A spike in the number of seniors utilizing the Greater Vancouver Food Bank suggests they’re the latest demographic to feel the impact of the high cost of living in the Vancouver area.
Greater Vancouver Food Bank CEO David Long said the food bank helps roughly 28,000 people a week, 35 per cent of whom were seniors during the month of August.
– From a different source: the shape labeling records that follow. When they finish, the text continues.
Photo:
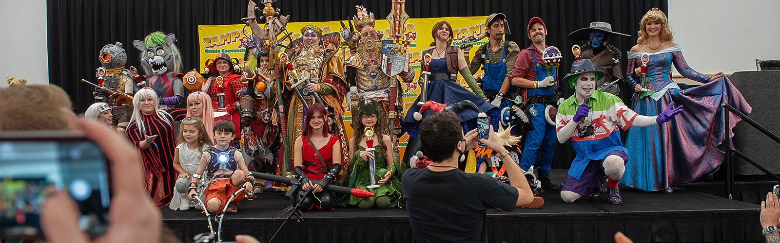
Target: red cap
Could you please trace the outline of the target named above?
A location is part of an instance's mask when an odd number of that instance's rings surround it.
[[[544,26],[544,29],[547,29],[547,25],[544,24],[544,21],[541,21],[541,19],[540,19],[539,17],[533,17],[531,18],[531,20],[528,21],[528,28],[526,28],[526,30],[530,30],[531,26],[537,23],[541,23],[541,25]]]

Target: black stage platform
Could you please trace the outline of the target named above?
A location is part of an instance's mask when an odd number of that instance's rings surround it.
[[[562,181],[566,170],[553,170]],[[623,203],[580,199],[565,203],[558,192],[548,192],[544,206],[488,212],[489,242],[614,242],[622,231],[634,242],[763,241],[758,205],[675,188],[672,193],[622,188]],[[467,195],[463,195],[467,196]],[[238,213],[225,217],[223,234],[250,234],[267,242],[287,217],[290,205],[281,192],[244,201]],[[164,223],[184,241],[208,231],[199,211],[162,209]],[[404,209],[339,208],[304,212],[305,221],[287,223],[274,242],[410,242]]]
That works out to about 9,800.
“They’re having a tough time making ends meet with a fixed income and pension,” said Long.
That pension is often outweighed by the high cost of living, he added.
“It’s a mixture of all the different things, we know that the price of housing in Vancouver is expensive,” said Long.
B.C. Seniors Advocate Isobel Mackenzie echoed Long and said it’s concerning that for many, a pension isn’t enough.
“A higher proportion of renters are seniors, and of course the rents are much higher now,” said Mackenzie.
More than likely, she said there’s other issues facing seniors.
“You could argue that the food bank is a bit of a canary in the coal mine, to tell us that ‘wait a minute, we’ve got a challenge here with our low income seniors in the Lower Mainland’ — I would say low and moderate income seniors — ‘because of the acute rental costs in the Lower Mainland.’
“What else do they need besides food that there’s no equivalent [to a food bank] to go to, so in other words they’re just going without?”
Mackenzie said the bottom 20 per cent of B.C. seniors live on an average of $17,000 per year.
“When you think about that and you think about the rents in Vancouver, and you think about the subsidy offered, which is good, but given the rents it’s not sufficient.”
Mackenzie says if the cost of rent remains high, in the long run these numbers may no longer appear unusual.
According to Long, the Greater Vancouver Food Bank seniors represent the second largest group served by the charity.
The Greater Vancouver Food Bank offers services to residents from North Vancouver, Vancouver, Burnaby and New Westminster.